The anatomical, functional, and behavioral development of high-level vision
What aspects of visual cortex change across development as children improve at reading and recognizing everyday objects?
Do changes in brain function necessitate changes in structure? What happens when this development goes awry?
To answer some of these questions, we have undertaken a longitudinal research study of human high-level visual cortex
in children as young as five years old. We find that there is growth of tissue and within portions of ventral temporal cortex,
challenging the idea that cortex is either quiescent or pruned after early childhood. This tissue growth, within
face-selective cortex as an example, is correlated with increases in the functional selectivity of face-selective regions
and linked to improvements in recognition memory ability well into adulthood (Gomez et al., 2016 in revision).

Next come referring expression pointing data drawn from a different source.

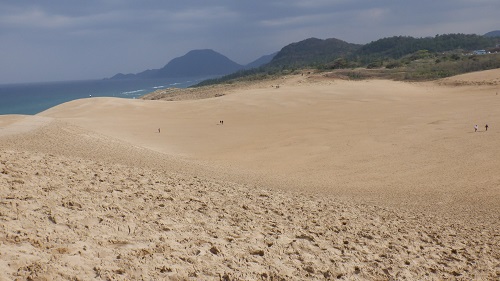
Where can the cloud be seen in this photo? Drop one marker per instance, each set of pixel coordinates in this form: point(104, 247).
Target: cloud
point(104, 37)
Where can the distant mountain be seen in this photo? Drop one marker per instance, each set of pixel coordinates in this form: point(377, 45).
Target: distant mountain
point(312, 51)
point(495, 33)
point(196, 63)
point(261, 61)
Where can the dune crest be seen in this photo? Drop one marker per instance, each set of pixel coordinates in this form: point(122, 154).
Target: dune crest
point(308, 177)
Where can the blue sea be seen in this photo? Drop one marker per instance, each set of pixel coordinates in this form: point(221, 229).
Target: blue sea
point(32, 98)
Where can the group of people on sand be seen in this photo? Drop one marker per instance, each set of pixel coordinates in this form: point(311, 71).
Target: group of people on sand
point(476, 127)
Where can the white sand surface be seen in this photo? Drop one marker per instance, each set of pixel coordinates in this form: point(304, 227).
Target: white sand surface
point(321, 178)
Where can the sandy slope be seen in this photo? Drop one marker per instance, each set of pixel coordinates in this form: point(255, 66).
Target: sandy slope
point(320, 178)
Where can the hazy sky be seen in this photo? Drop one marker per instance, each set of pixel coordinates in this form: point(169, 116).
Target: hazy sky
point(71, 40)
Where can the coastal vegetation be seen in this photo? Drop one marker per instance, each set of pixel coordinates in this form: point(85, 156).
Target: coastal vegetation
point(397, 58)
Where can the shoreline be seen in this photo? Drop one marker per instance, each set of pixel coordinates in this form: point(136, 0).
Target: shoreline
point(318, 178)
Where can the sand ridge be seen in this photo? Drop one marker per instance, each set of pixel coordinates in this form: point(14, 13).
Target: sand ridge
point(319, 178)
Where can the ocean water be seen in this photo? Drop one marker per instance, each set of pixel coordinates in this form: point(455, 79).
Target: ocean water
point(33, 98)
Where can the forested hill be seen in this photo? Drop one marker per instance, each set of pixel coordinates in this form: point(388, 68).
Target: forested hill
point(313, 51)
point(399, 46)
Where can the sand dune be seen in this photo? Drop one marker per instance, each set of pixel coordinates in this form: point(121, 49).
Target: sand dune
point(321, 178)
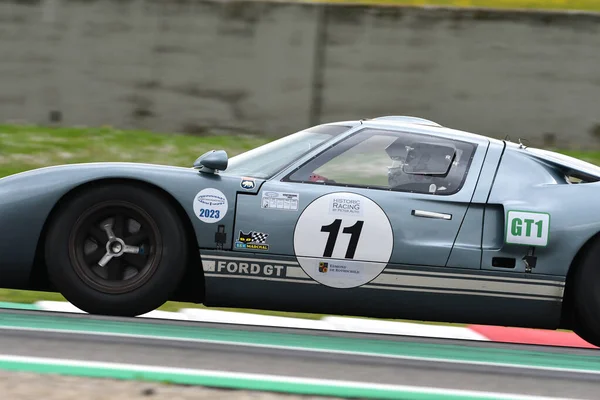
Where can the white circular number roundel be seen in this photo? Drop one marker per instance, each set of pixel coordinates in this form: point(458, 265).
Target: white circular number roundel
point(210, 205)
point(343, 240)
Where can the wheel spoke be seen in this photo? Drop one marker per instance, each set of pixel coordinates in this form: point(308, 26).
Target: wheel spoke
point(115, 270)
point(98, 235)
point(105, 259)
point(95, 256)
point(119, 225)
point(135, 260)
point(136, 238)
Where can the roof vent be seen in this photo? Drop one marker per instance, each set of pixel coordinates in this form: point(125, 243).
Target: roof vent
point(408, 119)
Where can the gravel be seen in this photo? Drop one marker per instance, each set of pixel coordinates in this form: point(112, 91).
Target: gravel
point(25, 386)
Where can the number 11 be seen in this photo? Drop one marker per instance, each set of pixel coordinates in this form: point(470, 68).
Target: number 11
point(334, 230)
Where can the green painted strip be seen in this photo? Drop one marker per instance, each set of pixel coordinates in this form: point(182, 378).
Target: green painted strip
point(243, 381)
point(18, 306)
point(312, 342)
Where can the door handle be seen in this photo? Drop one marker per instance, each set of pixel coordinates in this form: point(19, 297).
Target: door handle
point(431, 214)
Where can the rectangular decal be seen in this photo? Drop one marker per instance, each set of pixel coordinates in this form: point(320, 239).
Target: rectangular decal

This novel observation was made possible by combining new quantitative magnetic resonance imaging (qMRI) techniques
with functional MRI and behavioral measurements in single-subject analyses. We have further linked these in vivo
anatomical measurements with ex vivo quantifications of cytoarchitecture in a collaboration with the
Institute of Neuroscience and Medicine in Julich, Germany (INM-1).
In earlier work, we demonstrated that the organization of high-level visual cortex may be constrained by
parallel white matter tracts corresponding to functional divisions in the cortex, and that anatomical properties
of these tracts are behaviorally relevant, as they differentiate adults with a face recognition deficit known as
developmental prosopagnosia (Gomez et al., 2015 Neuron).
Future work will aim to measure changes in population
receptive fields in order to answer how pooling of visual information from early visual field maps develops into adulthood.